Strange Fruit and a Big Parade

History has some strange coincidences, unrelated moments that, when put into a wider context, take on extra significance or irony. For instance, it’s April 20th, 1939, and in Berlin, the Third Reich is holding the largest military parade in its history.

All the pomp, all the stage-managed show of power, is to commemorate Hitler’s 50th birthday, and repugnant as it is to modern ears, the man was loved, even deified. People sent him gifts, buildings were erected in his honour, and low alcohol beer and a new edition of Mein Kampf were released.

And yet despite this outpouring of adoration, his intentions were clear – countries such as Austria and Czechoslovakia had been annexed, and just a few months earlier, Krystallnacht had made the Third Reich’s intentions towards the Jewish population quite obvious.

So, on one continent a show of power for a regime based on oppression and racism. Elsewhere…

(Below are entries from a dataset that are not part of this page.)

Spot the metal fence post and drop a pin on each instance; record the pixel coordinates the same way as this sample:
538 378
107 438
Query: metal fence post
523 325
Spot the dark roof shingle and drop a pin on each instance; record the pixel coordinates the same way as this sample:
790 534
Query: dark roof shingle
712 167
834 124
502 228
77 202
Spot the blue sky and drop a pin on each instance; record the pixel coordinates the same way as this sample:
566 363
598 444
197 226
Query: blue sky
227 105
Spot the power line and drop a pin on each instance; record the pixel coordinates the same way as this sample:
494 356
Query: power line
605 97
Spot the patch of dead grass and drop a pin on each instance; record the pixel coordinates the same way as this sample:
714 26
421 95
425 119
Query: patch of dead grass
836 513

Elsewhere, also on April 20 1939, Billie Holiday walks into the World Broadcasting Studios in New York and records ‘Strange Fruit’. The first time a protest song really enters the ‘mainstream’, ‘Strange Fruit’ is devastating; written by Jewish poet Abel Meeropol, the song conjures a horrific image – bloated, rotting fruit hanging on trees in the southern states which turns out to be the victims of lynching. At the end of an evening out at a nightclub, patrons were confronted with the realities of race in America, and ‘Strange Fruit’ is now considered to be one of the most important songs ever recorded.

There’s no direct correlation between Hitler’s birthday parade and a Billie Holiday recording session, other than them taking place in the same day. But they seem to illustrate two extremes of human nature – on one hand hatred, oppression, intolerance backed up by numbers and firepower; on the other, righteous anger at the same. Two moments, two countries, two contexts, but somehow they speak to each other across the years.

So Hitler’s parades remind us of the dangers of idolising dictators; ‘Strange Fruit’ helps bring those dangers right down to earth, focusing on individuals (a photograph of the bodies of lynching victims Thomas Shipp and Abram Smith was the inspiration behind the song) and serving as a terrifying reminder. The primary victims of racist madness in Germany were Jews, African-Americans in the US, but strange fruit hangs from trees throughout the world.